1. I opted for the brand new tax regime within the final evaluation 12 months. Do I nonetheless have to file belated ITR beneath the outdated regime this 12 months?
It is going to differ relying on whether or not you’re a salaried taxpayer or have revenue from enterprise or occupation. The previous is required to pick out between the 2 regimes yearly whereas submitting their ITR. Salaried people who opted for the brand new regime within the final evaluation 12 months and are submitting a belated returns this 12 months won’t have the choice to proceed with the brand new regime this 12 months. They must file their tax returns beneath the outdated regime.
Guidelines are completely different for self-employed people. “Taxpayers who’ve revenue from enterprise or occupation have to decide on the regime solely as soon as and may proceed in the identical regime even when they file a belated return. Subsequently, this rule impacts taxpayers with revenue from enterprise or occupation solely within the first 12 months, whereas different taxpayers get affected yearly,” stated Prakash Hegde, a Bangalore-based chartered accountant.
2. On my request, my employer deducted tax at supply as per the brand new tax regime. Can I get Kind-16 modified?
Whereas, technically, you will get your Kind 16 revised, this request might face sensible challenges. “It’s unlikely that the employer would agree as a result of there could also be curiosity and late submitting charges payable by the employer,” stated Neeraj Agarwala, Companion, Nangia Andersen India.
Batra suggests utilizing revenue tax calculator obtainable on the IT web site to calculate the brand new tax legal responsibility. “Alternatively, when the taxpayer fills in all the knowledge within the ITR, they’ll be proven the ultimate tax legal responsibility together with the relevant curiosity and charges,” he stated.
3. I’ve paid advance tax as per tax legal responsibility calculated beneath the brand new regime. What ought to I do?

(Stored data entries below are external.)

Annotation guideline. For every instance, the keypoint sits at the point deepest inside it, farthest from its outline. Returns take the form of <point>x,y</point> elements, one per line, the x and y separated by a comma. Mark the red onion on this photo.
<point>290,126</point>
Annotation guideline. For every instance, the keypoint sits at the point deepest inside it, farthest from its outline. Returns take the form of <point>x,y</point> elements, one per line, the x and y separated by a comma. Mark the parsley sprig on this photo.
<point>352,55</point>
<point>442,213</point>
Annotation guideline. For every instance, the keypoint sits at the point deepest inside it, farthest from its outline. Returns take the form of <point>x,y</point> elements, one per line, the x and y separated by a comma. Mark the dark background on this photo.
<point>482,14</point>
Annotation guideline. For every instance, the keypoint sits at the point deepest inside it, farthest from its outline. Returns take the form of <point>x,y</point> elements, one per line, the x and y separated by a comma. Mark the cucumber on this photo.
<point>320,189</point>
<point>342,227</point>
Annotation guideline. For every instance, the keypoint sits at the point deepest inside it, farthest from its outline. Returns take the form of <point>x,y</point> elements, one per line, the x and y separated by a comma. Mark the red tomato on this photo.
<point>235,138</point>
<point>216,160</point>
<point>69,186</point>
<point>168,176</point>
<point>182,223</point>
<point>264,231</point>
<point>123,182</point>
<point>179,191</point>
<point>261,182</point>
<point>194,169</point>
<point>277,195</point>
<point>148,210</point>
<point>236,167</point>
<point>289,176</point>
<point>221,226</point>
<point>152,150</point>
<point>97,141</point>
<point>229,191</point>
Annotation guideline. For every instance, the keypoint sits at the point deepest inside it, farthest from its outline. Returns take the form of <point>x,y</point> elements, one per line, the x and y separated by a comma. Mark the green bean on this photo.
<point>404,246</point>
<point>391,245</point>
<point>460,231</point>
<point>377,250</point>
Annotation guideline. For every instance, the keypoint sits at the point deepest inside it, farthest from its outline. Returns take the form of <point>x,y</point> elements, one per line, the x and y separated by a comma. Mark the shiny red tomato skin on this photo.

It is advisable calculate your tax legal responsibility once more as per the outdated regime and pay extra tax, if any. Take observe that if extra tax legal responsibility arises, you’ll have to pay 1% curiosity beneath part 234C for delay in paying advance tax.
“This may kick in from the primary instalment of advance tax, i.e., 15 June, and is calculated in proportion to the tax due,” stated Jain.
This curiosity is over and above the 1% curiosity that taxpayers must pay on excellent tax beneath part 234A for defaulting on ITR submitting throughout the due date. Successfully, when you’ve got excellent tax, you’ll pay 2% month-to-month curiosity on it put up 31 July.
4. I didn’t make any tax-saving investments as I needed to go for the brand new regime. Are there any tax breaks that I can now declare?
There are particular expenditures that qualify for tax deductions. Medical bills as much as ₹50,000 of uninsured dad and mom aged 60 years and above and as much as ₹5,000 spent on preventive well being check-ups of self, partner, youngsters or dad and mom may be claimed as deduction. Preventive well being check-ups fall beneath the general ₹25,000 ceiling of part 80D.
Other than these, stamp responsibility and registration payment on home buy and youngsters’s tuition payment (for each college and faculty) may be claimed beneath part 80C ₹1.5 lakh restrict. Donation, too, qualifies for deduction beneath Part 80G.